Sócios saem e André Esteves assume poder autoritário no BTG Pactual

Um dos mais conhecidos bancos de investimentos do País, o BTG Pactual está de novo sendo comandado por um homem só. É André Esteves, que, sem opositores, volta a estar por trás dos lances mais ousados do banco nos últimos tempos. Quem conta os bastidores da luta interna vencida por ele dentro da instituição é reportagem do jornal Valor Econômico desta terça-feira 12.

A saída de mais um sócio importante do banco, José Zitelmann, oficializada ontem, é a mais recente de uma lista de nomes que deixaram a instituição desde que o banqueiro retornou ao banco, em abril de 2016, como consultor sênior. Na esteira de sua prisão, em dezembro de 2015, sob suspeita de tentar obstruir as investigações da Lava-Jato, Esteves foi afastado do bloco de controle. No ano passado, a pedido do próprio Ministério Público Federal, foi absolvido por falta de provas. Gustavo Hungria também deixará o banco.

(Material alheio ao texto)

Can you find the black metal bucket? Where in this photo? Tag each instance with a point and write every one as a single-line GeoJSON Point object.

Antes de Zitelmann, já haviam partido Pérsio Arida e James de Oliveira, no fim de 2016, e Marcelo Kalim, um ano depois. “Ficaram os sócios mais alinhados a ele”, diz um ex-sócio do banqueiro. “O banco é do Esteves”, diz um outro ex-sócio. Cada um dos que deixaram a instituição tinha novas empreitadas no radar, mas um histórico de desentendimentos internos também contribuiu – como as saídas de Arida e Kalim.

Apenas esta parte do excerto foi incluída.